On ne sait pas quel matériel on va recevoir et quand ! On a établi des priorités au niveau du Risk Management Group. Au Collège de médecine générale (qui en passant fait un travail absolument remarquable et inédit ! C'est une nouvelle page écrite dans l'histoire de la médecine générale), je discute avec d'autres collègues. Certains n'ont pour l'instant rien vu venir. A Bruxelles, la FAMGB me disait ce matin (ndlr : lundi 30 mars) qu'ils n'avaient encore rien reçu. Au niveau wallon, non plus ils ne sont pas livrés. Encore une fois, le fait que des masques arrive ne résout pas tout !

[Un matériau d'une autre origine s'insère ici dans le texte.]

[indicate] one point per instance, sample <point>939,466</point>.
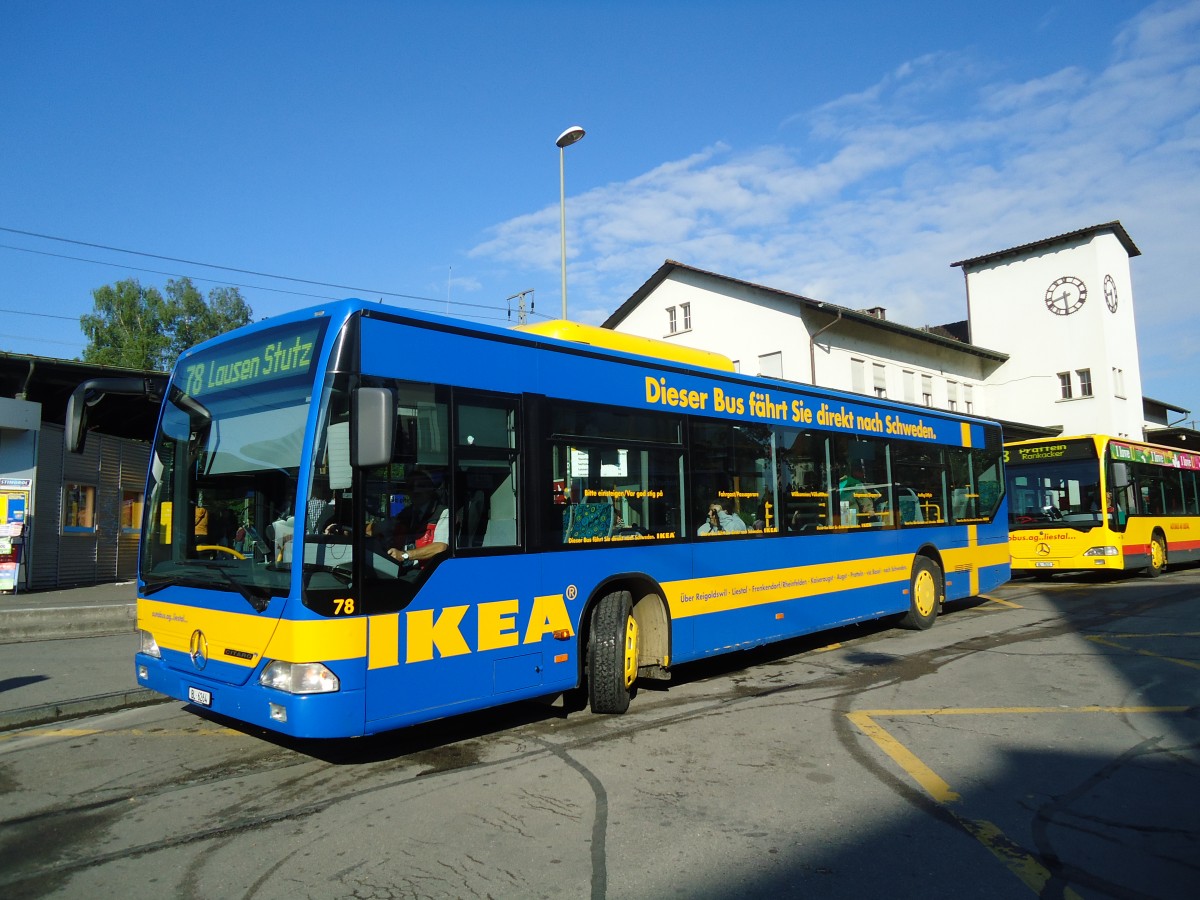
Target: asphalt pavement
<point>69,653</point>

L'arme fatale ce serait le traitement... Suivez-vous la controverse au sujet de l'association proposée par le désormais célèbre infectiologue Didier Raoult de Marseille : Hydroxychloriquine+azithromycine ?

Je vais être très clair : je laisse la main aux scientifiques. Qui suis-je pour rajouter une couche à cette controverse ? Je ne suis pas compétent pour trancher sur le fait de l'administrer ou non... De ce que j'entends, c'est qu'on n'a pas de preuve irréfutable jusqu'ici de l'efficacité de ce traitement. Des études positives ont été faites en Chine. Mais c'est compliqué. Je me range derrière l'avis des scientifiques qui suivent le dossier pour nous. Je ne suis pas pro- ou contre Raoult. Dans les épidémies, il y a toujours des " précurseurs " qui essaient des traitements et qui ont de bonnes raisons de croire que cela pourrait être efficace sans études en double aveugle.

Toutefois, peut-t-on, comme dans le cadre d'une étude clinique, le proposer au patient dans l'optique du consentement éclairé ? A lui de choisir, en définitive...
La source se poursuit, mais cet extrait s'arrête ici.